U.F.Orb is the second studio album by English electronic music group the Orb. It was released on 6 July 1992 through the record label Big Life. Upon its release, the album reached No. 1 on the UK Albums Chart. The music database AllMusic described it as "the commercial and artistic peak of the ambient-house movement."

Professional ratings
Review scores
| Source | Rating |
| AllMusic | Star |
| The Encyclopedia of Popular Music | Star |
| Entertainment Weekly | A |
| NME | 9/10 |
| Record Collector | Star |
| The Rolling Stone Album Guide | Star |
| Select | 5/5 |
| Spin Alternative Record Guide | 9/10 |
| Uncut | Star |
| The Village Voice | B− |

== Background ==
Orb member Kris Weston integrated his technical and creative expertise with Alex Paterson's Eno-influenced ambience on U.F.Orb, creating "drum and bass rhythms" with "velvet keyboards" and "rippling synth lines". U.F.Orb reached number one on the UK Albums Chart to the shock of critics, who were surprised that fans had embraced what journalists considered to be progressive rock. Heavily influenced by the Orb and U.F.Orb in particular, many trip hop groups sprang up emulating the Orb's "chill-out blueprint". U.F.Orb expresses the Orb's fascination with alien life with its bizarre sound samples and in the album's title itself. The album's single, "Blue Room", is a reference to the supposed Blue Room of Wright-Patterson Air Force Base, which was investigated as a possible UFO evidence-holding room.

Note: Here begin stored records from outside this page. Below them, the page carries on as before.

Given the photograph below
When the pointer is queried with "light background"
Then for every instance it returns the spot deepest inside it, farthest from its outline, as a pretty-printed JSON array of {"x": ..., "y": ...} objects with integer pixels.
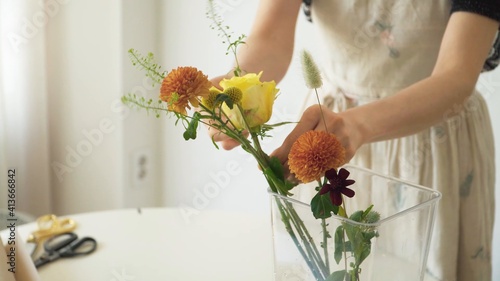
[{"x": 88, "y": 71}]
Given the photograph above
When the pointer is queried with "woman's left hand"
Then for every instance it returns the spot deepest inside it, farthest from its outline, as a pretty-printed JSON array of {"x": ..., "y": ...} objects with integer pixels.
[{"x": 345, "y": 129}]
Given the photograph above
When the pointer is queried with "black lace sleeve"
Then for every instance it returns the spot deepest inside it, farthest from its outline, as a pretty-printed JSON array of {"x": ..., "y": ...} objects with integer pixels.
[{"x": 488, "y": 8}]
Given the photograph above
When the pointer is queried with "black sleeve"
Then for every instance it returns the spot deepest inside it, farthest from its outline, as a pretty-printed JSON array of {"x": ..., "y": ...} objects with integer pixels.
[{"x": 488, "y": 8}]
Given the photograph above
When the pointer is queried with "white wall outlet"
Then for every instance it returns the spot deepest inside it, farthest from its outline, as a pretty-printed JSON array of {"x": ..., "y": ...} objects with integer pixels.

"Blue Room", a near 17-minute piece, features bass playing by Jah Wobble and guitar by coproducer Steve Hillage. The full version of the song is 40 minutes and was released as a single. The initial UK vinyl release featured a limited edition which came in a sealed blue heavy PVC cover and featured two art prints and a bonus 12-inch of the soundtrack to the film The Orb's Adventures Beyond the Ultraworld: Patterns and Textures.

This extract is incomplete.